275Order for calls on contributories in Scotland.

(1)Where an order, interlocutor or decree has been made in Scotland for winding up a company by the court, it shall be competent to the court, on production by the liquidators of a list certified by them of the names of the contributories liable in payment of any calls, and of the amount due by each contributory, and of the date when the said amount became due, to pronounce forthwith a decree against those contributories for payment of the sums so certified to be due, with interest from the said date till payment, at the rate of five per cent. per annum in the same way and to the same effect as if they had severally consented to registration for execution, on a charge of six days, of a legal obligation to pay those calls and interest.

(2)Any such decree may be extracted immediately, and no suspension thereof shall be competent, except on caution or consignation, unless with special leave of the court.

276Enforcement throughout United Kingdom of orders made in winding up.

(1)Any order made by the court in England for or in the course of winding up a company shall be enforced in Scotland and Northern Ireland in the courts that would respectively have jurisdiction in respect of that company if registered in Scotland or Northern Ireland and in the same manner in all respects as if the order had been made by those courts.

(2)In like manner orders, interlocutors and decrees made by the court in Scotland for or in the course of winding up a company shall be enforced in England and Northern Ireland by the courts which would respectively have jurisdiction in respect of that company if registered in that part of the United Kingdom where the order is required to be enforced, and in the same manner in all respects as if the order had been made by those courts.

(3)Where any order, interlocutor or decree made by one court is required to be enforced by another court, an office copy of the order, interlocutor or decree shall be produced to the proper officer of the court required to enforce the same, and the production of an office copy shall be sufficient evidence of the order, interlocutor or decree, and thereupon the last-mentioned court shall take the requisite steps in the matter for enforcing the order, interlocutor or decree, in the same manner as if it had been made by that court.

277Appeals from orders in Scotland.

(1)Subject to the provisions of this section and to rules of court, an appeal from any order or decision made or given in the winding up of a company by the court in Scotland under this Act shall lie in the same manner and subject to the same conditions as an appeal from any order or decision of the court in cases within its ordinary jurisdiction.

(2)In regard to orders or judgments pronounced by the judge acting as vacation judge in pursuance of section four of the Administration of Justice (Scotland) Act, 1933,—

(a)none of the orders specified in Part I of the Tenth Schedule to this Act shall be subject to review, reduction, suspension or stay of execution; and

(b)every other order or judgment (except as hereinafter mentioned) may be submitted to review by the Inner House by reclaiming motion enrolled within fourteen days from the date of the order or judgment:

Provided that an order being one of the orders specified in Part II of the Tenth Schedule to this Act shall, from the date of such order and notwithstanding that it has been submitted to review as aforesaid, be carried out and receive effect until the Inner House have disposed of the matter.

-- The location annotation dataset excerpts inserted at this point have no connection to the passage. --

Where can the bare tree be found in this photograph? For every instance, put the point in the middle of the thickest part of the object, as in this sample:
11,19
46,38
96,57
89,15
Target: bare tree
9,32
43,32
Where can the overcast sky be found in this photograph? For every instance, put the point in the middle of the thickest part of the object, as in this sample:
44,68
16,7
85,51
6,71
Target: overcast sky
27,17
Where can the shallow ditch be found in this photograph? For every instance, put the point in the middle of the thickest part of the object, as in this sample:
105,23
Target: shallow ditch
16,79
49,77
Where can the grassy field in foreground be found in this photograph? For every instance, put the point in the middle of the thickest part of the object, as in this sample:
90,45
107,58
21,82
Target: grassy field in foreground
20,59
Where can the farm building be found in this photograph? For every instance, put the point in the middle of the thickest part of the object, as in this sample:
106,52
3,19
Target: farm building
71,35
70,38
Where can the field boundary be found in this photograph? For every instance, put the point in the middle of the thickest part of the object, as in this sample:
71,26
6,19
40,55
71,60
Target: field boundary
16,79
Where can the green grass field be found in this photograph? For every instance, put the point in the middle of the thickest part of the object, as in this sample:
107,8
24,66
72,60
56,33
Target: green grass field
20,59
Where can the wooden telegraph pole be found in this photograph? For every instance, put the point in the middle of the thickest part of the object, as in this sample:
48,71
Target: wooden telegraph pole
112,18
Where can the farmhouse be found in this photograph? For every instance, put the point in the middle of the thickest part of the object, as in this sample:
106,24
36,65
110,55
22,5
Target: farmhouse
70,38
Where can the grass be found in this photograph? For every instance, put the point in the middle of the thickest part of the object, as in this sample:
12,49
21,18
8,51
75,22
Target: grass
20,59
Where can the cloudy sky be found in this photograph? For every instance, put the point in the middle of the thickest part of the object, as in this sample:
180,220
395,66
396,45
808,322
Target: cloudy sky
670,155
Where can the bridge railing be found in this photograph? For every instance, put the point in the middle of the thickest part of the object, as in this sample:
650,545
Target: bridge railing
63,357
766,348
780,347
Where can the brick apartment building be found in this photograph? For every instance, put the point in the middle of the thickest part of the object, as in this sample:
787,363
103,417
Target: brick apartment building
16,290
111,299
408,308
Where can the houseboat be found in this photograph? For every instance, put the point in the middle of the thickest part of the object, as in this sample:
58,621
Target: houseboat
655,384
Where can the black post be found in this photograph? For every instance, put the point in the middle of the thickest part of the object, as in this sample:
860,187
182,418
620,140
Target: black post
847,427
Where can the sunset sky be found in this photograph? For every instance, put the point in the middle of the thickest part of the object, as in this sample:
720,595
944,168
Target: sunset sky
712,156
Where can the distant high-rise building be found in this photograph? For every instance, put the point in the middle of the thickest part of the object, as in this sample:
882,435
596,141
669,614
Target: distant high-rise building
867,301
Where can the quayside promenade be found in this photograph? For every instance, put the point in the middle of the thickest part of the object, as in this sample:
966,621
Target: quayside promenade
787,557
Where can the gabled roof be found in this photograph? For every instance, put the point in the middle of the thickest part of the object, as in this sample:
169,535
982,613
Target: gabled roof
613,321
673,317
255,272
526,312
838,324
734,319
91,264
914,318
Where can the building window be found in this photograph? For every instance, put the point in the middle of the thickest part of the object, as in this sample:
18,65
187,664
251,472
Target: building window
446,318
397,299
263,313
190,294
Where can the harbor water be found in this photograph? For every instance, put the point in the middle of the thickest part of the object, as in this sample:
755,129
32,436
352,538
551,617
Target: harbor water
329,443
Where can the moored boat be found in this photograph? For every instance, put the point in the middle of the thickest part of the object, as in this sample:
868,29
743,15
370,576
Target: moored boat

(3)In regard to orders or judgments pronounced in Scotland by a Lord Ordinary before whom proceedings in a winding up are being taken, any such order or judgment may be submitted to review by the Inner House by reclaiming motion enrolled within fourteen days from the date of the order or judgment, but should such order or judgment not be so submitted to review during session, the provisions of this section in regard to orders or judgments pronounced by the judge acting as vacation judge shall apply to the order or judgment.

(4)Nothing in this section shall affect the provisions of this Act in reference to decrees in Scotland for payment of calls in the winding up of companies, whether voluntary or by, or subject to the supervision of, the court.